Flavour of the month
I’ve been zig-zagging the country for the past couple of months giving talks about my latest book Eat Clean Green and Vegetarian
and one of the common requests that I’ve encountered is the opportunity to look at individual ingredients in more detail.
I’m going to be adding a new section to the blog whereby each month I’ll shine the spotlight on one of my favourite ingredients and present its unique health benefits, along with deliciously clean and simple recipes.
To kick off, I’m letting you in on one of my favourite secret ingredients the overly overlooked green pea. By the end of this post I hope that you’ll agree this little pocket rocket will be worth shelling out for.
The dreaded green pea has for some families and in particular their children been one of the worst nightmares at the dinner table, primarily in the form of a torturous sphere of green mush on a plate.

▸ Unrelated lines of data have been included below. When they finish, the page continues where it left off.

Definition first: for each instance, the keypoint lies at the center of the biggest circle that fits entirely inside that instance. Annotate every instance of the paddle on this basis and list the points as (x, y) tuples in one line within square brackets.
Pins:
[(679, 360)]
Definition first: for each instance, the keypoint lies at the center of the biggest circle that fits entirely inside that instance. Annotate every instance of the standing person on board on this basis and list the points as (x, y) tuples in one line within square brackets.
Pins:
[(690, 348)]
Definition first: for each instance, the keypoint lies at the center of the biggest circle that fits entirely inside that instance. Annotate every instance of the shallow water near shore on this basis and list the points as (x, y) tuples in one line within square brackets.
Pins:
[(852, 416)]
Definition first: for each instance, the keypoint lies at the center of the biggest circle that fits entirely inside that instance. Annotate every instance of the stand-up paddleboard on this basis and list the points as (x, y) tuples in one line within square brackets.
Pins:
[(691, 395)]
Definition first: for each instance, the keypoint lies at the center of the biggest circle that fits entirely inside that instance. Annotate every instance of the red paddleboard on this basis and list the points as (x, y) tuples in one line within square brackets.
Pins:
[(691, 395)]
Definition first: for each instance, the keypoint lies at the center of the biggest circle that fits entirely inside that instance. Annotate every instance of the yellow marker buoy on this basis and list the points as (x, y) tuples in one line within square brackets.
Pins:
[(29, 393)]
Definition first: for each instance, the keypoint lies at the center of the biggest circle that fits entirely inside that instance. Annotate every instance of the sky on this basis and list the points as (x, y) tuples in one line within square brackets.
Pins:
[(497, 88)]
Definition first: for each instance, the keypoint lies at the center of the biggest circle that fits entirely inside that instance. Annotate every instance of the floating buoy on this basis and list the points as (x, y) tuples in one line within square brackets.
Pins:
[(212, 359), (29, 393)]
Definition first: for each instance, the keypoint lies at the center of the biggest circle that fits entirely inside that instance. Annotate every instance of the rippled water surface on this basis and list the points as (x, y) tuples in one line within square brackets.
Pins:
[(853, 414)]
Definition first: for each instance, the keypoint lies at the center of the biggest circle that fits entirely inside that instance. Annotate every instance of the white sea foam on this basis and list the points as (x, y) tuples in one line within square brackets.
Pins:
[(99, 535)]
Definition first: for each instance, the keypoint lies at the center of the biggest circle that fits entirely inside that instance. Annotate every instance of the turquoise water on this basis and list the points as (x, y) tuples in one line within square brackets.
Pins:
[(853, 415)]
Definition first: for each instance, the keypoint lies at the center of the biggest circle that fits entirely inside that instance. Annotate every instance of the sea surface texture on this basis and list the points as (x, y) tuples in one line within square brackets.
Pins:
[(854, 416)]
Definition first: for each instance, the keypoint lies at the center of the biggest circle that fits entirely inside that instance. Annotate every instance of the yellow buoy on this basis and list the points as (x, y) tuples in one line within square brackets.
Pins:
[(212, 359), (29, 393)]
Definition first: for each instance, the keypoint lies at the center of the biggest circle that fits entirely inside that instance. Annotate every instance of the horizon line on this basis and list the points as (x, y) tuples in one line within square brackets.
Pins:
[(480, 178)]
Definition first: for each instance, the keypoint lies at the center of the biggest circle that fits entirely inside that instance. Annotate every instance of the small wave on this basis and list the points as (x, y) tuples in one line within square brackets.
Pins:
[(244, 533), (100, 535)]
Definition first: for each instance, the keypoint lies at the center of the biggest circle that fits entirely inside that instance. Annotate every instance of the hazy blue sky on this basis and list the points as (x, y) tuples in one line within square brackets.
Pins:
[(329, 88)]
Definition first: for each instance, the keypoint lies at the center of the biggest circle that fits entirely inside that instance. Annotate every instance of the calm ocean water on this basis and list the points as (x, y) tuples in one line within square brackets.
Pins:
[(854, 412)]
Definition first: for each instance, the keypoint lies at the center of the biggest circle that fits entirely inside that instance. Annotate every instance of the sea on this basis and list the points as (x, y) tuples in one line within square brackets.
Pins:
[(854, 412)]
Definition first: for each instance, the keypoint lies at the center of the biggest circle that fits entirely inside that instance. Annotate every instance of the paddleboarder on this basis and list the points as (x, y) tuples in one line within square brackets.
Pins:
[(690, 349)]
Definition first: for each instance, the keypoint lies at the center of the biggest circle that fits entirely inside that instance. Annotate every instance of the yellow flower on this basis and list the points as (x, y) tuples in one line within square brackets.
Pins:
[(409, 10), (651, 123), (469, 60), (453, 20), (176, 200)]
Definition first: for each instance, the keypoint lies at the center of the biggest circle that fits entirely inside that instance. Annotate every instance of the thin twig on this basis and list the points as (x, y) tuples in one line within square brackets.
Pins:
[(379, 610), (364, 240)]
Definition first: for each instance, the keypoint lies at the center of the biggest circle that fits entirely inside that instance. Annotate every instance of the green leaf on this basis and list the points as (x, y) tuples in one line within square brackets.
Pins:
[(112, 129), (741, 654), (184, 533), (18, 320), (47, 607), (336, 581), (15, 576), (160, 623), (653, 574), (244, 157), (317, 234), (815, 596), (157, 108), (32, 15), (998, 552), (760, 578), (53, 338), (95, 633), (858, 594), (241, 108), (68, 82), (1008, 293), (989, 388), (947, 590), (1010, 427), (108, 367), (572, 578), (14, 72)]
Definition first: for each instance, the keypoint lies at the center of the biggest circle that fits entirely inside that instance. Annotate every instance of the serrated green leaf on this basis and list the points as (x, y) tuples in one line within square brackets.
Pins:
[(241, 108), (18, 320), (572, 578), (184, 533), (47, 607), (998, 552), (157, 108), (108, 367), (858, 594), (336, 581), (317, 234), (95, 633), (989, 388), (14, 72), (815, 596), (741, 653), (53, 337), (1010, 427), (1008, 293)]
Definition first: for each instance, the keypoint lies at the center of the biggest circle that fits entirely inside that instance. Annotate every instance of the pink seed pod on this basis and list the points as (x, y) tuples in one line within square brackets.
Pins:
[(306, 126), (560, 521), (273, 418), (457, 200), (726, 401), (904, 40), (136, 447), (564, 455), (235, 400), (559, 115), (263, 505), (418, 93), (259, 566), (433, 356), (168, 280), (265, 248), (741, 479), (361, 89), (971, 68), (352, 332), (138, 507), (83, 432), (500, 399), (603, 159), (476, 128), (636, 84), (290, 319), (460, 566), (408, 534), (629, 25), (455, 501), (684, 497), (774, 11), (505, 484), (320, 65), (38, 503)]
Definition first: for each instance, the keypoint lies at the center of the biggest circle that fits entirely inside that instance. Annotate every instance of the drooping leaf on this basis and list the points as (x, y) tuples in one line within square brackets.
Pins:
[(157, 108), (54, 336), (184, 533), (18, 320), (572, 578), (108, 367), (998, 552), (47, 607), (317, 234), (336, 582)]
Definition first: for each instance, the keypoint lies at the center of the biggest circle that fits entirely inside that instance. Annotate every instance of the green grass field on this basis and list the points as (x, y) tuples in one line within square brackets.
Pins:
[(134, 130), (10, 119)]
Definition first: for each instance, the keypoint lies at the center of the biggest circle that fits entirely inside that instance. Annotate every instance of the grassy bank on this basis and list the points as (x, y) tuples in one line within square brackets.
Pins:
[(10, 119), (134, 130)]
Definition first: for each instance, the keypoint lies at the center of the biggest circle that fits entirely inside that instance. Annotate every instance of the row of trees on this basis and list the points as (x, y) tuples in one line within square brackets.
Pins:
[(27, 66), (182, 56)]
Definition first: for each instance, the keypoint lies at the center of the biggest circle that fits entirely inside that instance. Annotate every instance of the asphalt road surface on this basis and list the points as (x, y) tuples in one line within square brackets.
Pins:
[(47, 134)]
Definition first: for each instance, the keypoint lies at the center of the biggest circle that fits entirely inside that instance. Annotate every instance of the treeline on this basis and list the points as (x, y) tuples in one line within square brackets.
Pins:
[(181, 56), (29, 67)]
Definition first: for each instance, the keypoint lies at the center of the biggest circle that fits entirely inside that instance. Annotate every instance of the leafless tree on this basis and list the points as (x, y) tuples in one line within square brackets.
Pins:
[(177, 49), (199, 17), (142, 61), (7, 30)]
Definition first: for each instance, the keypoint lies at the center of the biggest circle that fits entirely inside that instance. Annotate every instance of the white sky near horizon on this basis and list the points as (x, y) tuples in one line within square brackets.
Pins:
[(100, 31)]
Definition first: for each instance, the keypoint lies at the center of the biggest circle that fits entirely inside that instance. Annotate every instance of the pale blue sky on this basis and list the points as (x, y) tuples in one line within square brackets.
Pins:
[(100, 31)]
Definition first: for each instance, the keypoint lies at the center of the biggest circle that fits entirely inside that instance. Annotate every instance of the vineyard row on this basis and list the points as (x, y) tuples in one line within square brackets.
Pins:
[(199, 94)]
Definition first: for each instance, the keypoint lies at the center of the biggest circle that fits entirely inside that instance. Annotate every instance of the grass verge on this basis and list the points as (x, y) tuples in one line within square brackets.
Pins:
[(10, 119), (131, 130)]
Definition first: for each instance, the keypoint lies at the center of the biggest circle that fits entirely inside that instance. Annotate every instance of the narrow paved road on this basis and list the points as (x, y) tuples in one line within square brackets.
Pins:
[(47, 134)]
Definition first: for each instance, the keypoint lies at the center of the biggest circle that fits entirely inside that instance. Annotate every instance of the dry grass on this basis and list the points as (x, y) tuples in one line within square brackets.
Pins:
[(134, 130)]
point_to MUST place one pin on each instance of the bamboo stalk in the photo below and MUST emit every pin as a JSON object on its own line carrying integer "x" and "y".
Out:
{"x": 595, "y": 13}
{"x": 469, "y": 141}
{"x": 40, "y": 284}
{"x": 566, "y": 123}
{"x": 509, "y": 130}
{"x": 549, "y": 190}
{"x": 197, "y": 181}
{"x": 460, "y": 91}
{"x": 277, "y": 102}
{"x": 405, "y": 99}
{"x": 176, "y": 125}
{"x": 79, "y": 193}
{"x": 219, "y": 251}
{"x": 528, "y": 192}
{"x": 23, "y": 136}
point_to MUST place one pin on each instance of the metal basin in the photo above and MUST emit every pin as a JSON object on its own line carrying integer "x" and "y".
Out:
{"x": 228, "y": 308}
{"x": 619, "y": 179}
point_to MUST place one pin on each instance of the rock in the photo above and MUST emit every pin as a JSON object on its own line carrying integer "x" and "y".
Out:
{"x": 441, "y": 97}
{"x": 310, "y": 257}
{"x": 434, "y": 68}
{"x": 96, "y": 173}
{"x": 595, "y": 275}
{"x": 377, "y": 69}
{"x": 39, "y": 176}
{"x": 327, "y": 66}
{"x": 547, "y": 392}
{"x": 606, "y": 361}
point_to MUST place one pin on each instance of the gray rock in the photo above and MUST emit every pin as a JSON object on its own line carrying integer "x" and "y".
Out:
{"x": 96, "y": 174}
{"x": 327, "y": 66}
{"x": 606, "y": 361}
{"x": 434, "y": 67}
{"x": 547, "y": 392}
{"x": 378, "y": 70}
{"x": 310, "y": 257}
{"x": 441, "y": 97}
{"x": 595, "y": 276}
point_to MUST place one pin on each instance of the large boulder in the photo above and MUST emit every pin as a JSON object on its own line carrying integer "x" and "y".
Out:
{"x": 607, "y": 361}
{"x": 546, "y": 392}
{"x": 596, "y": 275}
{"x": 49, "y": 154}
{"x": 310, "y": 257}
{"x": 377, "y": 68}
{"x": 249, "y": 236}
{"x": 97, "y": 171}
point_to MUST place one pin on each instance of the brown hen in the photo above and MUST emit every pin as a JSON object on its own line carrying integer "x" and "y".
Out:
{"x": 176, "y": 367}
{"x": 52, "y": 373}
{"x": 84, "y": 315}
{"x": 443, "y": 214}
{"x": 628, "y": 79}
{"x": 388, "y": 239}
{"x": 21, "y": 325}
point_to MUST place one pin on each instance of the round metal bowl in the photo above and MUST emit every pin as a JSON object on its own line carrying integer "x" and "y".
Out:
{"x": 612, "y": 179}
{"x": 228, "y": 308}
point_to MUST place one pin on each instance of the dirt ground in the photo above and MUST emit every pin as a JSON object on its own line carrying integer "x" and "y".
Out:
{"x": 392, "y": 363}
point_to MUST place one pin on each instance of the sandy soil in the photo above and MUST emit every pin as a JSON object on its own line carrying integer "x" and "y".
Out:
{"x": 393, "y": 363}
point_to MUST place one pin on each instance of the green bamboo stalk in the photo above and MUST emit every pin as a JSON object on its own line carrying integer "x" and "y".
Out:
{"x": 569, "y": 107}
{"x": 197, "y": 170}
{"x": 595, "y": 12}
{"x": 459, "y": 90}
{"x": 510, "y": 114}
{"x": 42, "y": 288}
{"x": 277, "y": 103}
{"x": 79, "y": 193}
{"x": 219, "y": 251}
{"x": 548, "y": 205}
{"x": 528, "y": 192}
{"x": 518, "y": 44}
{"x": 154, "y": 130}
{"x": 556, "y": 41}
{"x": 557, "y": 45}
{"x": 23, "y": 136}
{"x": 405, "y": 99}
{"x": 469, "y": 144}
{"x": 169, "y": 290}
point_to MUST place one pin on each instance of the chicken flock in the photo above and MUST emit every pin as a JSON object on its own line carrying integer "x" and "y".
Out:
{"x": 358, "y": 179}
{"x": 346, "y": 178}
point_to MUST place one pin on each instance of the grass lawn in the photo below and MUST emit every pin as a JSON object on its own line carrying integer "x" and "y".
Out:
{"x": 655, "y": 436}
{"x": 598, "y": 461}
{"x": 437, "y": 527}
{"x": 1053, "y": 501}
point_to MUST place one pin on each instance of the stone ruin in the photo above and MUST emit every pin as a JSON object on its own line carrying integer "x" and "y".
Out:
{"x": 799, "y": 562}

However, with the help of my new column I’m hoping to reignite the vividly emerald Green Pea and provide it with a new lease of life in your kitchen by offering you an insight into its enormous health reimbursements.
Although we consider the pea a vegetable for culinary purposes, each pea pod and its contents is collectively a fruit, and the peas inside are the seeds.
The toddlers of the bunch are harvested young and known as snow peas and sugar snap peas, or mangetout. The latter being fuller and rounder than pea pods and both the pod and peas can be eaten. To prepare younger varieties, rinse in cold water, and top and tail by removing the string running along either side of the pod.
Sugar snaps are delicious in a stir fry or crunchy salad or steamed until crisp then topped with olive oil. Snow peas have an edible pod that is flatter and it’s best to look for smaller more tender versions.